A shell fired vertically up, when reaches its highest point, explodes into three fragments A,B and C of masses `m_(A) = 4kg, m_(a) = 2_kg` and `m_(c ) = 3kg`. Immediately after the explosion, A is observed moving with velocity `v_(A) = 3m//s` towards north and B with a velocity `v_(b) = 4.5 m//s` towards east as shown in the figure. Find the velocity `v_(c )` of the piece C.

Explosion takes negligible duration, therefore, impulse of gravity, which is a finite external force, can be neglelted. The pieces fly off acquiring above-mentioned velocities due to internal forces developed due to expanded gases produced during explosion. The forces aplied by the expanding gases are internal forces, hence, momentum of the system of the three pieces remains conserved during the explosion and total momentum before and after the explosion are equal.

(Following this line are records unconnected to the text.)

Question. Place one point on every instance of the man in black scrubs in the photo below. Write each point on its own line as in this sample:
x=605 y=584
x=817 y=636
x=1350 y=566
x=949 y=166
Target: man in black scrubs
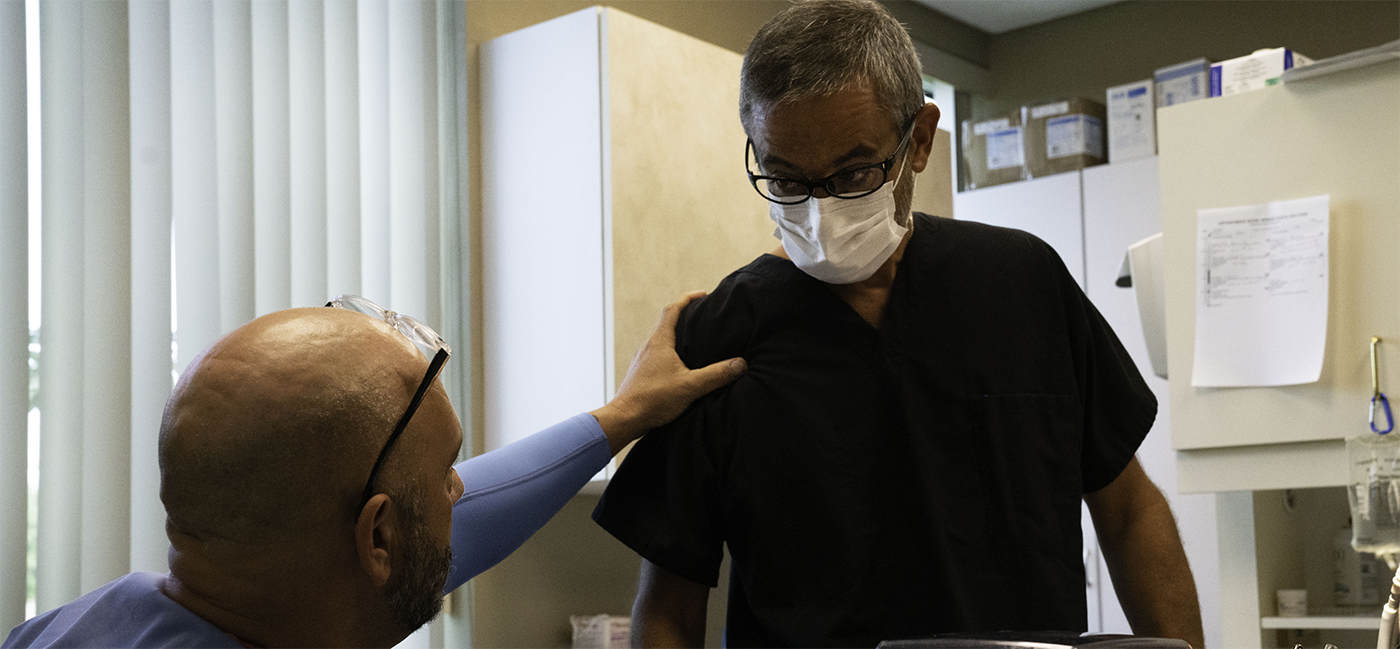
x=926 y=406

Assuming the east as positive x-direction and the north as positive y-direction, the momentum vectors `vecp_A` and `vecp_B` of pieces A and B become
`vec(p)_(A) = m_(A)v_(A)hat(j) = 12 kg-m//s` and `vec(p)_(B) = m_(B)v_(B)hat(i) = 9 kg-m//s`
Before the explosion, momentum of the shell was zero, therefore from the principle of conservation of momentum, the total momentum of the fragments also remains zero.
`vec(p)_(A) + vec(P)_(B)+vec(P)_(c ) = vec(0) rarr " " vec(p)_(c) = -(9hat(i) + 12hat(j))`
From the above equation, velocity of the piece C is `vec(v)_(c ) = (vec(p)_(C ))/(m_(C )) = -(3hati+4hatj)=5m//s, 53`.south west.